The ZSE's poor start was largely due to tight liquidity, with heavyweight Delta Corporation delivering a near-zero return that dragged overall performance. Mid-caps showed a mixed picture: Starafrica and ZHL led gains, while TN Cybertech and Tanganda were among the worst performers. Meikles' suspension was lifted in the second half, while ZSE Holdings also self-listed.
On VFEX, the Morgan & Co All Share Index slipped just 10 basis points in the first half, as its largest stocks Innscor and WestProp traded marginally. SeedCo International fell 29%, making it the worst performer, while African Sun surged 50% as it restructured its property portfolio. National Foods delisted, and London-listed Kavango Resources is expected to complete a secondary listing later this year.
ETFs and REITs
The Cass Saddle Agriculture ETF was the standout performer, tripling in price during the first half. Other ETFs managed single-digit growth, while the Old Mutual ZSE Top Ten ETF was delisted due to declining liquidity after several blue chips migrated to VFEX.

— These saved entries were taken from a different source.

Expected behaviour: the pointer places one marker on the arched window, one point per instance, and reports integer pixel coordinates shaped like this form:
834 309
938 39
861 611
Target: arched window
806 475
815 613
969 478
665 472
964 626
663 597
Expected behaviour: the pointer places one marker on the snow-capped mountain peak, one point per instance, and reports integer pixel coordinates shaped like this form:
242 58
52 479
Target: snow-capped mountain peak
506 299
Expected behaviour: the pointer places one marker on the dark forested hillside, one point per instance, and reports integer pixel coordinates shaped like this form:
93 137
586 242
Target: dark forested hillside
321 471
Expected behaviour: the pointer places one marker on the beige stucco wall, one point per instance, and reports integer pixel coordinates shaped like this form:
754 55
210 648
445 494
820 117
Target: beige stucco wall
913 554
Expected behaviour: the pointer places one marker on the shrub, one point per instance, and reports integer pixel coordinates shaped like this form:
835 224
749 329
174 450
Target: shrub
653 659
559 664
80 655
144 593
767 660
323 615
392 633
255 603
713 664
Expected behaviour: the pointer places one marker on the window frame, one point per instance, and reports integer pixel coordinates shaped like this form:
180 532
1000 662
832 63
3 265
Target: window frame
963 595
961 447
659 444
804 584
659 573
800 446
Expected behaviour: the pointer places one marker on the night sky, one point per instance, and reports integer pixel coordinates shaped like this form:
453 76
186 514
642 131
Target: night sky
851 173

Among REITs, Tigere rose 6% on the back of adding Highlands Park Phase 2 to its portfolio, while Eagle REIT, listed in May, was flat by June. Revitus REIT performed worst, with a 22% loss.
Financial Securities Exchange
Old Mutual Zimbabwe Limited advanced 20,7% in the first half, driven by the suspension of price limits, though this also fuelled volatility.
Outlook and Strategy
Authorities' tight control of the Zimbabwe Gold (ZiG) currency has prolonged low liquidity on the ZSE, leaving many stocks undervalued but offering attractive dividend yields—some as high as 16%. Analysts see this as a buying window for fundamentally solid counters.

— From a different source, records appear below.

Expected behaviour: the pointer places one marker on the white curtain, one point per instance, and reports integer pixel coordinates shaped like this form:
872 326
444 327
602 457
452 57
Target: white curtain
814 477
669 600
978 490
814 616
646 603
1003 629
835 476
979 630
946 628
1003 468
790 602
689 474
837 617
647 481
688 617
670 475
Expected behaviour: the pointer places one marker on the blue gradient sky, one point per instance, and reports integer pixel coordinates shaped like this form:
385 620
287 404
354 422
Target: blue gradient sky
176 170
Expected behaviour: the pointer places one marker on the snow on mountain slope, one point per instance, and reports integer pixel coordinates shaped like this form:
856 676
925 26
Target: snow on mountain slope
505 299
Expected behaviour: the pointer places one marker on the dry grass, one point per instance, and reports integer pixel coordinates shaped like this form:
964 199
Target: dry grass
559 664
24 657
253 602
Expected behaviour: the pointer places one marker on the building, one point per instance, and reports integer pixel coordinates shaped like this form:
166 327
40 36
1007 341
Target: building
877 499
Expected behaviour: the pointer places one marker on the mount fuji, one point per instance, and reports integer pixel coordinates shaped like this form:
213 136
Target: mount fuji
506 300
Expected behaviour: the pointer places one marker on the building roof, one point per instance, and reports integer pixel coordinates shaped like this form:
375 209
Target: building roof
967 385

VFEX has benefitted from improved US dollar liquidity in 2025, with the currency now accounting for 80% of transactions and over 90% of loans. The Morgan & Co VFEX Index has gained 15% since June, lifted by Innscor, Simbisa Brands, and Padenga.
Looking ahead, analysts recommend investors focus on market leaders with strong US dollar revenues, low liquidity risks, solid fundamentals, and strong dividends. Delta, Econet Wireless, SeedCo Limited, and Padenga remain top picks, with significant upside expected in 2026 as liquidity improves.